Die Investitionen in den Wohlfahrtsstaat will Magdalena Andersson durch Steuererhöhungen ermöglichen. Doch auch die Gesellschaft soll zu mehr Engagement für die Allgemeinheit ermutigt werden, ganz nach dem Ideal der Sozialdemokratie. Ihr Vorgänger, der zehn Jahre alte Löfven, ein ehemaliger Gewerkschaftschef, musste da Abstriche machen. Seine rotgrüne Minderheitsregierung musste sich von der Linkspartei sowie zwei liberal-bürgerlichen Parteien, den „Liberalen“ und dem „Zentrum“, tolerieren lassen.

Als er in Sachen Mietregelung den letzteren beiden zuneigte, hebelte ihn die Linkspartei mittels Misstrauensantrag im Juni aus dem Amt und bestätigte ihn im Juli wieder – mit ein Grund für seinen anschließenden Abtritt. Die beiden wirtschaftsliberalen Parteien, vor allem deren Vorsitzende Nyamko Sabina und Annie Lööf, gelten als Gegenspieler für die weiter links orientierte Andersson.

Schwedendemokraten verhindern

Diese gilt als die bestausgebildetste Ministerin der Sozialdemokraten. Als Einzelkind einer Gymnasiallehrerin und eines Hochschullektors wuchs sie in der Universitätsstadt Uppsala auf und zeigte in der Schule wie beim Schwimmen Spitzenleistungen. Nach einem Studium der Volkswirtschaft in Stockholm folgten akademische Aufenthalte an der Universität Wien sowie in Harvard.
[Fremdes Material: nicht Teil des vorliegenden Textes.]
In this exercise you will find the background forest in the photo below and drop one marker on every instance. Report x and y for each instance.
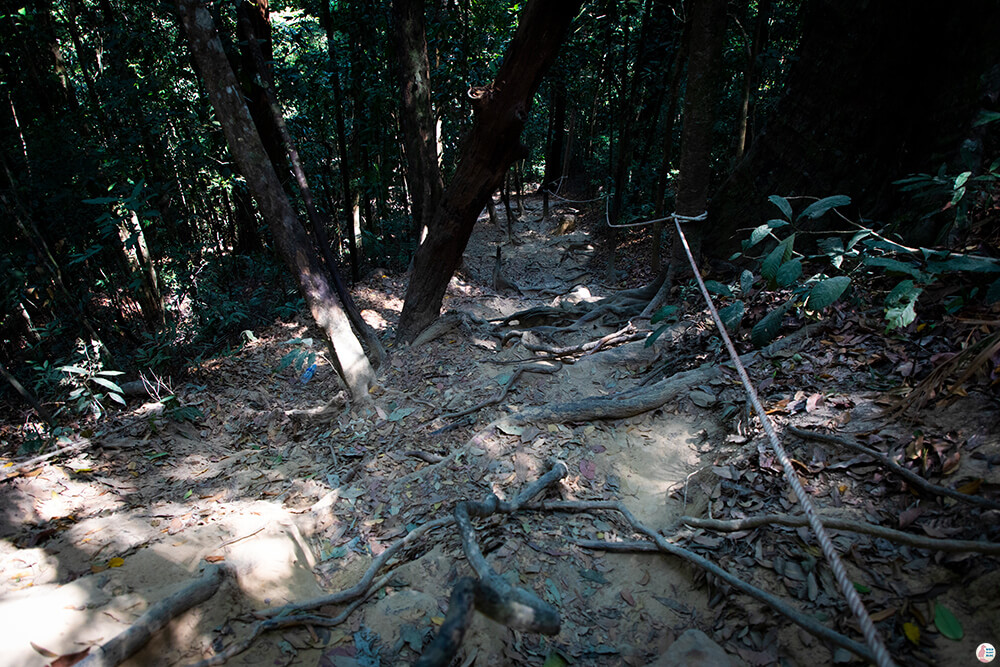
(132, 242)
(196, 193)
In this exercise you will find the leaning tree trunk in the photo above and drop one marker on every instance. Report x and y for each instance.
(416, 115)
(874, 94)
(293, 244)
(501, 110)
(708, 27)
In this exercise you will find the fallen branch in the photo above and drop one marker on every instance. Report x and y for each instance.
(128, 643)
(491, 594)
(776, 603)
(910, 476)
(530, 368)
(897, 536)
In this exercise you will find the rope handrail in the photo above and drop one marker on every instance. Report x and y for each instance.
(871, 634)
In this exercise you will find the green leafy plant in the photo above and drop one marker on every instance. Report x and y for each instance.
(89, 382)
(860, 250)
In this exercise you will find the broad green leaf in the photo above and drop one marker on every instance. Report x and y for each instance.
(971, 263)
(904, 292)
(108, 384)
(782, 204)
(789, 272)
(993, 292)
(715, 287)
(900, 316)
(818, 208)
(894, 265)
(767, 329)
(769, 267)
(732, 315)
(757, 235)
(826, 292)
(946, 623)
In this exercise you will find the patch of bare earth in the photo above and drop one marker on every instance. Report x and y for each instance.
(298, 507)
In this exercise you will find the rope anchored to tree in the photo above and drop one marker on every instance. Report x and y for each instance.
(872, 637)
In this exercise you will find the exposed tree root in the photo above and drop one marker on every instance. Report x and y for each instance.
(910, 476)
(529, 368)
(637, 401)
(491, 594)
(128, 643)
(795, 615)
(897, 536)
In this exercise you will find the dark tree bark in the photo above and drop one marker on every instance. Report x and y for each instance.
(416, 115)
(874, 94)
(501, 109)
(254, 22)
(326, 19)
(248, 152)
(556, 133)
(318, 224)
(708, 28)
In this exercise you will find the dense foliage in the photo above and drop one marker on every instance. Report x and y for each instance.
(130, 238)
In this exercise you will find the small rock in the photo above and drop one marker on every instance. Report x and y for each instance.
(694, 649)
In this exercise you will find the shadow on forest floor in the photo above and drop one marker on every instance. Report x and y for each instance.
(298, 506)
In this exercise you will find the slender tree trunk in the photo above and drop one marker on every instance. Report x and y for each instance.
(416, 115)
(750, 78)
(345, 165)
(708, 28)
(318, 225)
(501, 110)
(556, 133)
(667, 133)
(293, 244)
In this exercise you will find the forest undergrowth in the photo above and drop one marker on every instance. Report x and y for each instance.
(333, 525)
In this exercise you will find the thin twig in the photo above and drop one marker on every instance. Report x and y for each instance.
(908, 475)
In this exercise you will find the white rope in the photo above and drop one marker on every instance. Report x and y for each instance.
(872, 637)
Dann wirkte sie Jahre im Finanzministerium sowie im Finanzamt. 2014 wurde sie unter Stefan Löfven Finanzministerin.

Als stets „arbeitsmotiviert“ wird die zweifache Mutter von ihrer Umgebung geschildert, aber auch als „besserwisserisch“ und „kalt“. Sie selbst beschreibt sich als nicht „volksnah“. Den Einstieg in die Sozialdemokratie soll sie jedoch mittels Empathie gefunden haben, als sie als Kind im Fernsehen von den benachteiligten Altersgenossen in Afrika erfuhr.

Um Neuwahlen zu vermeiden, muss sich Andersson nun kompromissbereiter als bisher zeigen. Denn die zweit- und die drittgrößte Partei, die bürgerlichen Moderaten und die rechten Schwedendemokraten haben bereits Anfang dieses Jahres einen Pakt geschlossen, um Rotgrün aus der Regierungsverantwortung zu kippen. Die Liberalen zeigten sich nicht ganz abgeneigt, da mitzutun. Das Vermeiden einer Regierungsbeteiligung der Schwedendemokraten war Löfvens große politische Aufgabe, an der auch Andersson gemessen wird.

Auf EU-Ebene hat sich Andersson bereits einen Namen gemacht. Sie steht seit Januar als EU-Vertreterin dem Internationalen Währungs- und Finanzausschusses vor. Sie ist damit auch die erste Frau, die den Vorsitz dieses Beratungsgremiums des Internationalen Währungsfonds übernommen hat.